Thanks goodness we have The Port Townsend and Jefferson County Leader to keep us abreast of the critical news of our times, like this piece about a guy who holds the world record for the longest eyebrow hair measuring in at an appalling three and a half inches. Yes, you might be thinking, Scott, that story is from 2006! Don’t you have anything better to do? To which I might reply, Yes, but I was impelled to Google “longest eyebrow hair” and that is what came up first!
I’m equally impressed by and saddened for this guy. He’s found a positive side to the plague of eyebrow growth that seems to attack middle-aged men, while laboring under the weight of eyebrows that look like bluffs overhanging the ruins at Mesa Verde in Colorado.

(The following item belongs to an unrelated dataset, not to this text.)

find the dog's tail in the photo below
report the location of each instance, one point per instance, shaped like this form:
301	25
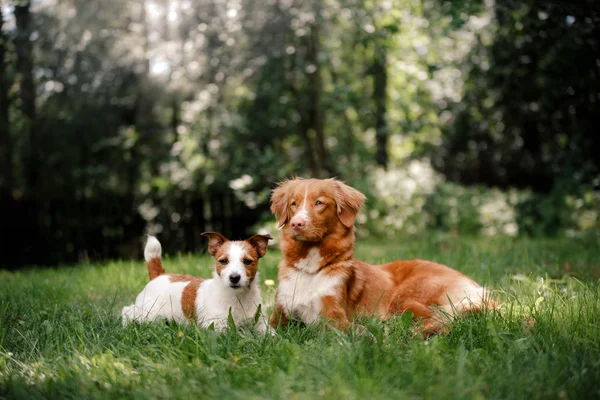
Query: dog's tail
152	253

I deeply admire the common woman of uncommon courage who can rip eyebrow hairs out with no more worry than if she were picking lint off of a pair of slacks. These days I find that eyebrow hairs grow with a speed that makes me wonder if someone is covertly giving me a nightly Miracle Grow facial while I’m sleeping. One day I look like a man, the next day a hummingbird moth. And trying to get in there with trimming scissors too often results in an unintended swath of damage to innocent, well-behaved eyebrow hairs that were just minding their own business and have now been cut down in their prime.
My wife says it is time to use tweezers and that is downright terrifying. I don’t know how far those mutant hairs are rooted into my forehead. What if I pull a molar out in the process?
The physical body is such a silly thing. Sometimes I think little of it. Other times it feels like a leisure suit from the ’70s that needs to be dropped off at the nearest Goodwill. Isn’t it nice to know that there is so much more to us than eyebrows?